First, send a strong demand signal. A clear federal commitment to quantum sensing will catalyze private investment and deployment. The Defense Department’s PNT Oversight Council and critical infrastructure agencies should set firm requirements for integrating GPS alternatives, and a new Joint Quantum Office at the Pentagon could align strategic quantum technology investments and procurement across the armed services.

Grand challenge competitions that pool private investments with resources from the Departments of Homeland Security, Interior, Transportation, Energy, and from the National Institutes of Health could accelerate quantum sensing demonstrations in additional high-impact sectors, from underground tunnel and mineral exploration to commercial navigation and biomedical diagnostics. Coupled with end-user incentives such as tax credits, these initiatives could help ignite a sustainable market for quantum sensing that extends well beyond defense.

Second, fortify supply chains and manufacturing. Strengthening the U.S. quantum industrial base will support today’s sensing needs and advance emerging fields like quantum computing and networking. The Defense and Commerce Departments should work with industry to monitor key suppliers and steer targeted federal investments to spur domestic production at scale—an effort a recent Defense budget request pegged at an initial $30 million. Calibrating tariffs and export controls can also prevent near-term chokepoints, allowing American firms to source specialized parts from trusted allies while they scale domestic production.

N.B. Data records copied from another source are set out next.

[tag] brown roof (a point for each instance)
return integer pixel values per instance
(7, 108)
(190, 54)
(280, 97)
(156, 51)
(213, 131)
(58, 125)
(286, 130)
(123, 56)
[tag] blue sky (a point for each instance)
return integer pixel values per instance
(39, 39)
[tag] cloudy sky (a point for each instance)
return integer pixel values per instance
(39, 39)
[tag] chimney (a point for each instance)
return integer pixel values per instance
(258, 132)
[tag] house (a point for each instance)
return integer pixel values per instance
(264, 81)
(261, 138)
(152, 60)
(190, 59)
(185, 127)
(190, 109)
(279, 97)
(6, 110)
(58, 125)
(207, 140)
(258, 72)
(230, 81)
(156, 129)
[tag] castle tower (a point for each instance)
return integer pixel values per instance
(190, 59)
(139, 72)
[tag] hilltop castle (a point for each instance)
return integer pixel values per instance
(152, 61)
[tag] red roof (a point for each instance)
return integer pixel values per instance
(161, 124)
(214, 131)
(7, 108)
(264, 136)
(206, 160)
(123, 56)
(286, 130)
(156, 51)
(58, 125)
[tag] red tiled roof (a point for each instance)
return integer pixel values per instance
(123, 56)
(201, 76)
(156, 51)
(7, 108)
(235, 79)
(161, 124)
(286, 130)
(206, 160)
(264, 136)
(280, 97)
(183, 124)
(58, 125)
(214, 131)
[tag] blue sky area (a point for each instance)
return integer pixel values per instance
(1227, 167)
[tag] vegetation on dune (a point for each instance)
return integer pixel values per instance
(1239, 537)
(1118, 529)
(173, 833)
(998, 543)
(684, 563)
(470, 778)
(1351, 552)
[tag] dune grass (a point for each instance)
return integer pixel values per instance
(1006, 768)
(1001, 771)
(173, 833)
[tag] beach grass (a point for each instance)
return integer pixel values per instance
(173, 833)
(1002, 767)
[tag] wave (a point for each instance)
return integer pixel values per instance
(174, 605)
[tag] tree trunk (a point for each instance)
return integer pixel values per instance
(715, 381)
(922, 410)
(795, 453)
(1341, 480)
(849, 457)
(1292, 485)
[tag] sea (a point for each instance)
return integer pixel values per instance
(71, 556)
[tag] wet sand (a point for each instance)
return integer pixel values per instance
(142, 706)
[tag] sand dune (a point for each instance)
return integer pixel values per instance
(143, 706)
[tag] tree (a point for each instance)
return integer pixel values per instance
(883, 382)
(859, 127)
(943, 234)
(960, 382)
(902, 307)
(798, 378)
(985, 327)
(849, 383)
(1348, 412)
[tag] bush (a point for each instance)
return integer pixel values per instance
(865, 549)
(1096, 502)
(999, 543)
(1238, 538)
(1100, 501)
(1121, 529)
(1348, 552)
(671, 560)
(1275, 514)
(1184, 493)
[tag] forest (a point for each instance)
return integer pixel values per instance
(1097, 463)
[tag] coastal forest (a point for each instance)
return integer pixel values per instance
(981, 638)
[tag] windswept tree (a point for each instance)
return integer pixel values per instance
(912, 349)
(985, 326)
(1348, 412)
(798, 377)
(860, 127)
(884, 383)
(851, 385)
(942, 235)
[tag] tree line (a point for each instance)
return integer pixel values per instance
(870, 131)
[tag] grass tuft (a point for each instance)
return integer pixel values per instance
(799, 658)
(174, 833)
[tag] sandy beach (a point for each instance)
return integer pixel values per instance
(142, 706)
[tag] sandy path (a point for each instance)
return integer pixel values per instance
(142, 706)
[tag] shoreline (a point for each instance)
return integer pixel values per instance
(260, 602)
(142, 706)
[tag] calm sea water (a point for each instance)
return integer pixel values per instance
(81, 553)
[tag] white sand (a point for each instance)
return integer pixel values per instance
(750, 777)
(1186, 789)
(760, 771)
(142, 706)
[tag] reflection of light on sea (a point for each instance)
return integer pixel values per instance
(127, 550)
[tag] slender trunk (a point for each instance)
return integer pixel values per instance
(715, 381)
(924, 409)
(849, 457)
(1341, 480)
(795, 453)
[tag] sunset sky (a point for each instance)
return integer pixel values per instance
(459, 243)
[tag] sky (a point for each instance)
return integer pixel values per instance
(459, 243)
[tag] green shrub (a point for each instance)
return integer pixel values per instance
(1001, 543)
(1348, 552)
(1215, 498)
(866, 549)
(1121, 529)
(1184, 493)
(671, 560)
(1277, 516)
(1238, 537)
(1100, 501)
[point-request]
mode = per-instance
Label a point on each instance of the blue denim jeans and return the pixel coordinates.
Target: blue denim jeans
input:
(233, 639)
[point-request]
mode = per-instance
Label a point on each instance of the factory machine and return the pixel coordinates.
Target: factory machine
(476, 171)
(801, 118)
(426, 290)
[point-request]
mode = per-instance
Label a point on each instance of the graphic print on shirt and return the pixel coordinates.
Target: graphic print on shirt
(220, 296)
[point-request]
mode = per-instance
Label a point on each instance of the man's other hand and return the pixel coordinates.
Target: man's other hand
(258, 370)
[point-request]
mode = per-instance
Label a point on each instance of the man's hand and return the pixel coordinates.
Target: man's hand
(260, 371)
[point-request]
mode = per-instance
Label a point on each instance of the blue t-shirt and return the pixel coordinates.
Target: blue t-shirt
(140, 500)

Third, invest in research and talent to sustain innovation. Reauthorizing the National Quantum Initiative Act would enable science agencies to expand quantum engineering R&D, advancing materials and fabrication methods to boost sensor performance while reducing size and power demands. Equally important is cultivating a skilled workforce, from technicians to PhDs, through quantum curricula and academia-industry partnerships aligned with national priorities.

By prioritizing quantum sensors—today’s most mature quantum technology—the Trump administration and Congress can shore up GPS vulnerabilities, catalyze battlefield and commercial breakthroughs, and supercharge the broader quantum ecosystem, all within a few years. With clear demand signals and strategic investments, Washington will not merely react to emerging threats—it will secure America’s lead in the coming quantum era.